ObamaCare is collapsing. Its utter failures become more obvious by the day.

We all remember the promises of ObamaCare, chief among them that the “Affordable Care Act” would lower health care costs. The opposite has occurred.

In his 2008 campaign for president, then-candidate Sen. Barack Obama repeatedly promised to cut annual health insurance premiums by $2,500. When he took office in 2009, annual family premiums for employer-provided coverage, the most common of private insurance coverage, cost $13,375 according to Kaiser. In 2016, those premiums are $18,142. That’s an increase of $4,767.

ObamaCare exchanges were setup with the intent of providing access to private health insurance to those Americans not currently offered health care coverage through an employer, Medicare, or Medicaid – a group otherwise left without any additional financial support to purchase coverage.

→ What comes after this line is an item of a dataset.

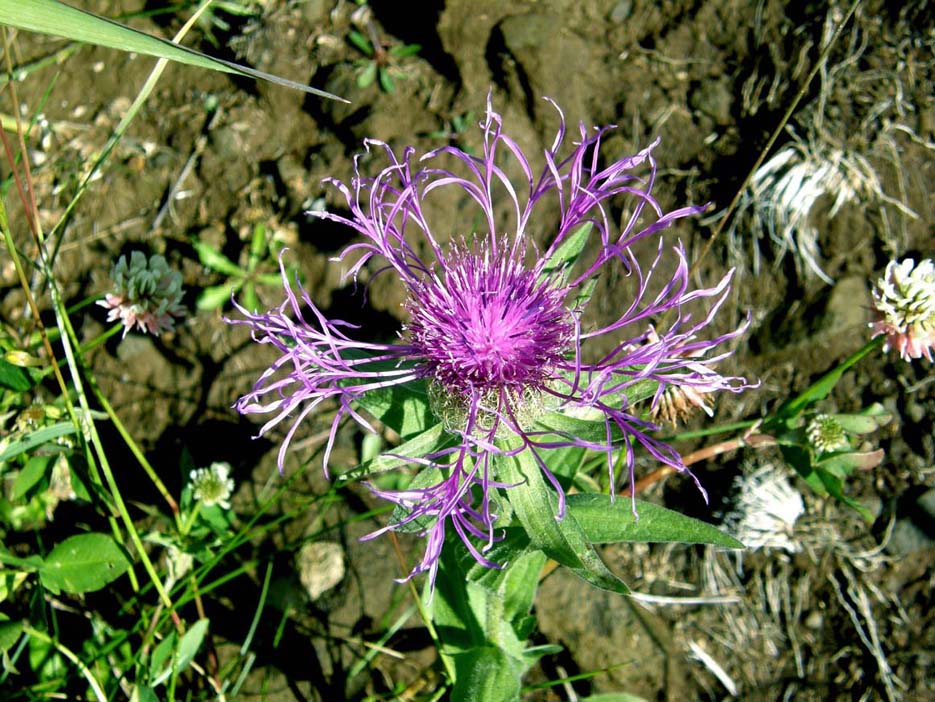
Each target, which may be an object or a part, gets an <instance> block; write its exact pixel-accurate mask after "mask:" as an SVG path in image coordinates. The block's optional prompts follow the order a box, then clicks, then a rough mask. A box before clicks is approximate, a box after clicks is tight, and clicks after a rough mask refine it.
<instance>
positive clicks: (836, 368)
mask: <svg viewBox="0 0 935 702" xmlns="http://www.w3.org/2000/svg"><path fill="white" fill-rule="evenodd" d="M885 339H886V337H885V336H877V337H874V338H873V339H871V340H870V341H868V342H867V343H866V344H864V345H863V346H862V347H861V348H860V349H858V350H857V351H855V352H854V353H852V354H851V355H850V356H848V357H847V358H846V359H844V360H843V361H841V363H839V364H838V365H837V366H835V367H834V368H832V369H831V370H830V371H828V372H827V373H825V374H824V375H823V376H822V377H821V378H819V379H818V380H817V381H815V382H814V383H812V385H810V386H809V387H808V388H806V389H805V390H804V391H803V392H801V393H800V394H799V395H797V396H796V397H794V398H793V399H791V400H789V401H788V402H786V403H785V404H784V405H783V406H782V407H780V408H779V410H778V411H777V412H776V418H777V419H779V420H783V419H789V418H791V417H795V416H798V415H799V414H800V413H801V412H802V410H804V409H805V408H806V407H807V406H808V405H809V404H811V403H813V402H817V401H818V400H821V399H824V398H825V397H827V395H828V393H829V392H831V390H832V389H833V388H834V386H835V385H836V384H837V382H838V381H839V380H840V379H841V376H842V375H844V372H845V371H846V370H847V369H848V368H850V367H851V366H853V365H854V364H855V363H857V362H858V361H859V360H861V359H862V358H863V357H864V356H866V355H867V354H869V353H870V352H871V351H874V350H876V349H877V348H878V347H879V346H881V345H882V344H883V341H884V340H885Z"/></svg>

Despite the offer of subsidies through the exchanges, enrollment in ObamaCare has been dismal.

Back in 2010 just before ObamaCare became law, President Obama’s Department of Health and Human Services forecast there would be 24.8 million individuals in the exchanges by 2016. The actual figure at the end of 2016 according to Avalere Health will be 10.1 million.

In short, the exchanges are failing. The plans available are too expensive and come with too few choices. Younger, healthier individuals have little interest in paying exorbitant premiums for insurance plans that come with $5,000 deductibles. The result has been an unbalanced insurance pool where insurers must charge ever-increasing premiums to continue offering coverage.

Predictably, as the risk pools worsen, premiums skyrocket and insurers withdraw.

Just in the last two weeks, we have seen Minnesota’s average 2017 premiums go up 56 percent. Oklahoma’s are up 76 percent. The average increase is 24 percent across the 37 states that have officially approved rates for 2017.

When pressed for a response to this affordability issue, one Obama administration official essentially said it is not a problem because people get subsidies to cover the increases. This mentality assumes, falsely, that taxpayer dollars are infinite, and that it is okay to ignore the dangerous dynamics that are leading to a failing insurance market. Bill Clinton was right to call ObamaCare a “crazy system.”